Guess it'll be the youth hostel for now. A Subway restaurant by the Prudential Center was hiring; she'd seen it on one of her long, rambling walks through downtown. If she could slash her expenses, keep on stealing food when she could, she could probably live on minimum wage until school started again. If not, she'd learned Boston pretty well by now, could find a warm place to crash a few nights, move on. In the back of the Bug if need be, so she definitely wouldn't freeze.
To her surprise, Emma was downright happy as she swept out her half of the room, took one last look around it, and shut the door, heading down to turn in her keys at the Student Housing office. The shadow hadn't visited her in her dreams again, she was shot of any painful and futile attempts to find her nonexistent parents, she'd get a new start at a new school with a new degree program, and no longer have to deal with people constantly mistaking her for someone she wasn't. That was how lost girls lived in this world. Not in Neverland. She was an idiot to have put any stock into that idea, that impossible dream, at all.

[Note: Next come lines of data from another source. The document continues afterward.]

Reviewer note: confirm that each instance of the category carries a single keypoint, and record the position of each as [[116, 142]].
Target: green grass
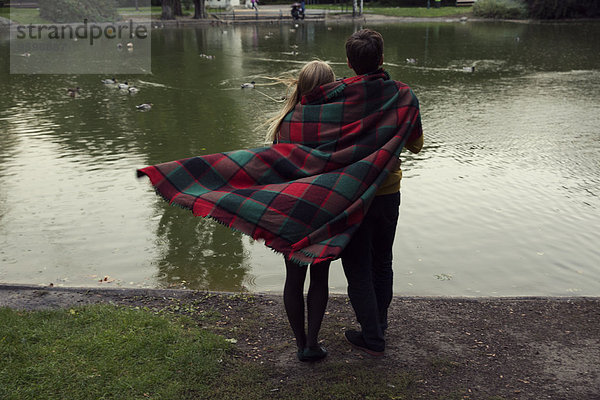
[[416, 12], [23, 16], [102, 352]]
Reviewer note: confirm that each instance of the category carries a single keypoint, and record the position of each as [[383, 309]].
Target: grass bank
[[409, 12], [106, 351]]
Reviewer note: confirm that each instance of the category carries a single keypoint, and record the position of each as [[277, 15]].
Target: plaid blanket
[[306, 195]]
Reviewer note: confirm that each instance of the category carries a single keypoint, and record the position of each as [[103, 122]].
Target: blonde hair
[[311, 76]]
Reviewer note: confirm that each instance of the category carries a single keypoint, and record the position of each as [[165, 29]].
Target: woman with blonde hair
[[311, 76]]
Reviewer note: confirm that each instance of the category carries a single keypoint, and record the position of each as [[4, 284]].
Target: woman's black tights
[[316, 300]]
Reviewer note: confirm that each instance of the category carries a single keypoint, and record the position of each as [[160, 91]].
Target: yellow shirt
[[392, 183]]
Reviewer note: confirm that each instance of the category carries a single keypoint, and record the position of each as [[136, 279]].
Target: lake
[[502, 201]]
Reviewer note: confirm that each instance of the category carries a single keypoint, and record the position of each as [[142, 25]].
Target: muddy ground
[[500, 348]]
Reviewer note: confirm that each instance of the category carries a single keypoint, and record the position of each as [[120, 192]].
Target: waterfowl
[[73, 91], [144, 107]]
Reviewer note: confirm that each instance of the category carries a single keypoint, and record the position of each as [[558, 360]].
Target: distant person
[[367, 259], [311, 76]]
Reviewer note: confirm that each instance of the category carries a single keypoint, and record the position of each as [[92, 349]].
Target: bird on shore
[[144, 107]]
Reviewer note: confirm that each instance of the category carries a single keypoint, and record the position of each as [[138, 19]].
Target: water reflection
[[198, 253], [503, 200]]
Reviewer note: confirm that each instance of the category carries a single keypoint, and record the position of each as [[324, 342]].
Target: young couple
[[367, 258], [327, 188]]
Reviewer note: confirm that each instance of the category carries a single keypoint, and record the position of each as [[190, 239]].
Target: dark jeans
[[367, 262]]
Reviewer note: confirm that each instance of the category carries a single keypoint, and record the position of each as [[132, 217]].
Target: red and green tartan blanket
[[306, 195]]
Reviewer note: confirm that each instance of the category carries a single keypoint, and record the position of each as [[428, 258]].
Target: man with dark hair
[[367, 259], [364, 51]]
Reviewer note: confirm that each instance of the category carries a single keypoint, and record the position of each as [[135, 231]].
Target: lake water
[[502, 201]]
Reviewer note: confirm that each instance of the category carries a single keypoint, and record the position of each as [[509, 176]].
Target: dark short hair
[[364, 50]]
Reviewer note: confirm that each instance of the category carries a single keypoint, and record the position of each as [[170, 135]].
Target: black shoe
[[311, 354], [356, 339]]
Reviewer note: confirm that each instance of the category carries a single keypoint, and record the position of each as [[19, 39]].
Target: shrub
[[65, 11], [556, 9], [504, 9]]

Now real life started. Now she woke up.
It was starting to sleet as Emma trotted down the steps, and she pulled her hood up and tightened her scarf, the car keys jingling in her mittened hand. She made for the parking lot, unlocked the Bug, and swung behind the wheel, turning the defrosters to high and setting the wipers to scrub at the already-accumulating layer of ice on the windshield. They'd set off fireworks as soon as it got dark, out over the Charles River. Happy new year to me.
She turned on her headlights, and reversed out. All her stuff in the backseat in boxes. Guess this was it, then. So it was over. She pulled through the Boston College campus gates, double-shifted into gear, and drove away, down the road to her new life. She did not once look back.